With my music photography work, I am limited to just people, so that's my default for subject detection.
- A9: Starlight view
- Photo flicker reduction
I'm sure that I'll add to the My Menu items, but these are the first couple items that I've added. The new Nikon Starlight View is quite interesting — it seems to preserve highlights, but boost the shadows and midtones visibly in the display/EVF. It is almost like a live view mode of high D-Lighting activation. In addition, the Z 9 has increased sensitivity in even lower light in this mode.
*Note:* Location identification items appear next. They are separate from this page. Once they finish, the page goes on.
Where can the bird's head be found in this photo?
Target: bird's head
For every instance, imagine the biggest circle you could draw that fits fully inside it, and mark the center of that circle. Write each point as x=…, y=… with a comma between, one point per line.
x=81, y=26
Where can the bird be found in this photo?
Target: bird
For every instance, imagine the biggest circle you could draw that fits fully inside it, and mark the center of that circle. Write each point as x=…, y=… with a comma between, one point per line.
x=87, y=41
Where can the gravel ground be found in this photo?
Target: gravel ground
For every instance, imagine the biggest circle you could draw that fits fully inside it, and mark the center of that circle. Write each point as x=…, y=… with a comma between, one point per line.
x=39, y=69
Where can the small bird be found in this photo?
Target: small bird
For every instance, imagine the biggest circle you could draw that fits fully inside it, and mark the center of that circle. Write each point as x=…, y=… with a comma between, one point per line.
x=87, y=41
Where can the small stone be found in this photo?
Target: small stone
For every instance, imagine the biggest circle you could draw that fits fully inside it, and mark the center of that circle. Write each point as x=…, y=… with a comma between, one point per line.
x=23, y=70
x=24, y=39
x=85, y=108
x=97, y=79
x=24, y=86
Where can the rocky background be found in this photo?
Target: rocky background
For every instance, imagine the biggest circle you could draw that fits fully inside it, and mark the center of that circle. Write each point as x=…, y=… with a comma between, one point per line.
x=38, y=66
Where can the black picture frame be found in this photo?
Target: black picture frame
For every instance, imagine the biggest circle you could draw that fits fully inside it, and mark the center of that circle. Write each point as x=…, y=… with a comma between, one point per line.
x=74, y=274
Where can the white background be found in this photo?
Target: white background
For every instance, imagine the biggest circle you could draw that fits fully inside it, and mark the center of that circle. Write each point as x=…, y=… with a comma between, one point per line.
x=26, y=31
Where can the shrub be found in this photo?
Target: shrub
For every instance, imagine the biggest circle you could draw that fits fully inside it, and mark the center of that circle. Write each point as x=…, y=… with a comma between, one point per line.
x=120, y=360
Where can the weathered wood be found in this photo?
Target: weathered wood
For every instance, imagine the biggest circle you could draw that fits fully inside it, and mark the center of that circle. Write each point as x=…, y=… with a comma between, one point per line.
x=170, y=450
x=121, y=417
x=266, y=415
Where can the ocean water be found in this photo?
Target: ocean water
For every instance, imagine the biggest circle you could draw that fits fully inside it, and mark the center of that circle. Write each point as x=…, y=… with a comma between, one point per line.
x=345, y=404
While I'm not yet sure if this mode is super useful for action, I can see the need to access it quickly.
Update: Having used Starlight View, I find that boost to mid-tones and shadows is so dramatic that it skews my reading of the scene and the relative exposure. I'm going to up to use Starlight View sparingly when needed, but I don't see this as important to low light action photography in my use.
Nikon Z 9 Settings Summary
There you have it. These are the customizations I've made to the Nikon Z 9 settings, which setup up the camera in my preferred way of use. Many of the buttons and controls share a very similar layout to the Nikon Z 7 and Z 7II that I've been using for the last several years exclusively, so the above settings give me that baseline and now even more customization options.
I'm sure that I'll continue to tweak the custom button assignments and to explore the new features of the Z 9. If you're configuring your own Nikon Z 9 settings, I hope the above helps!